Large soda ban proposed by mayor in Cambridge, Mass., follows NYC


High-fructose corn syrup, a common sweetener found in soft drinks, has been found to interfere with memory and learning, according to a study published on May 15, 2012.


Scott Olson

One Massachusetts mayor is following in the footsteps of New York City Mayor Michael Bloomberg.

Cambridge, Mass. mayor Henrietta Davis wants to limit the size of soda and sugary beverages sold in city restaurants, according to CBS News. Davis said the resolution is an attempt to address obesity and diabetes.

"As much free will as you can have in a society is a good idea," Davis said, according to the Associated Press. "...But with a public health issue, you look at those things that are dangerous for people, that need government regulation."
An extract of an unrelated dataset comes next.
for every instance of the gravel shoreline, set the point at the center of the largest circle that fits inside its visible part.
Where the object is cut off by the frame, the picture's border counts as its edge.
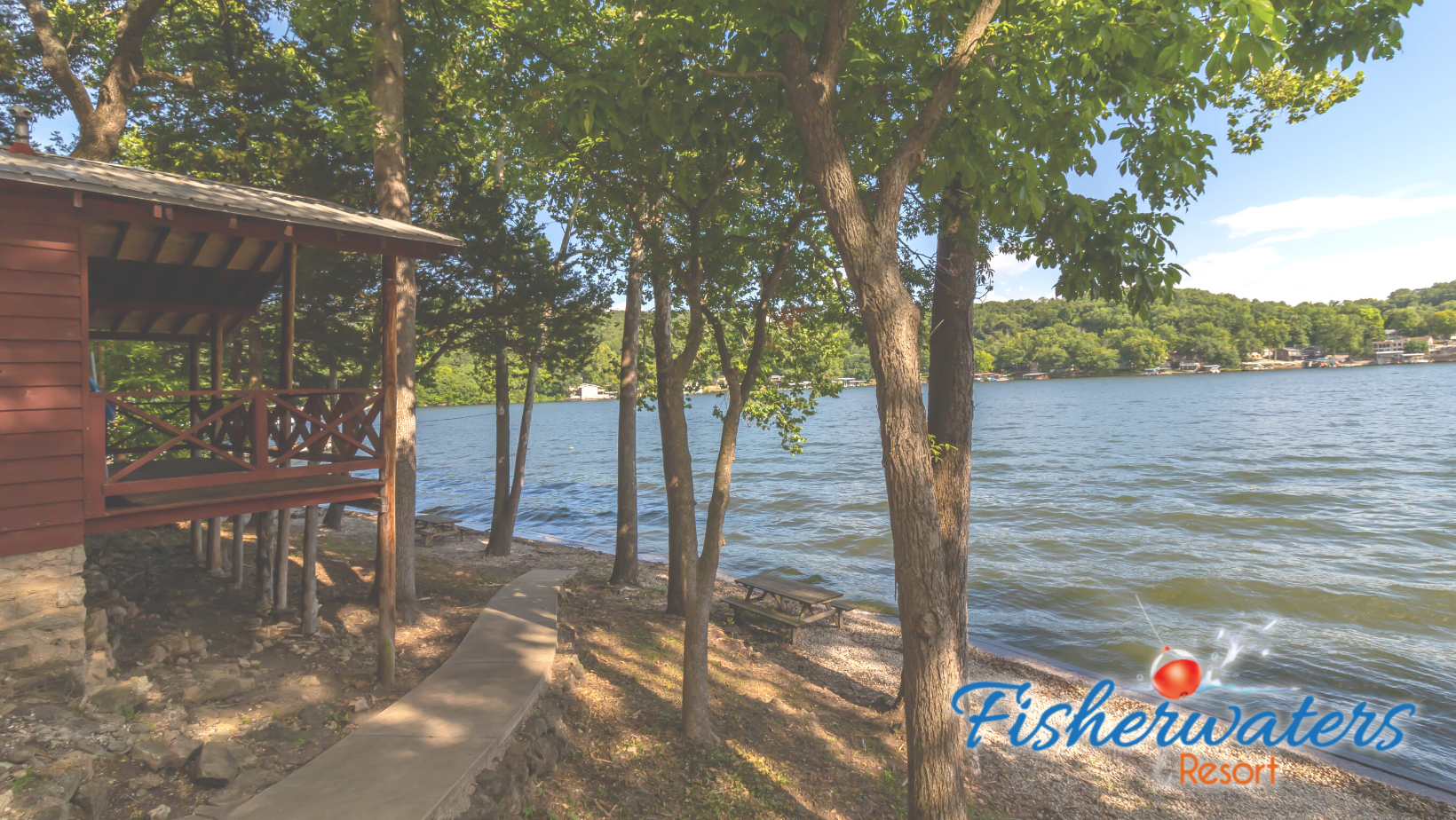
(1085, 781)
The measure was inspired New York City Mayor Michael Bloomberg's recent proposal to ban drinks over 16 ounces, making it illegal in restaurants, movie theaters and for sale by street vendors, the New York Times reported.

More from GlobalPost: High-fructose corn syrup alters learning, memory

Cambridge is across the river from Boston and is home of a number of universities including Harvard and MIT.

Don Puzy, a manager of a local 7-Eleven told CBS the mayor's proposal "absolutely crazy."

"We appreciate her trying to do something about the kids, their weight, but that is not the way to go about it," Puzy said of the mayor's proposal. "There are a lot of programs for it ... starting from the schools ... Don't put it on the stores."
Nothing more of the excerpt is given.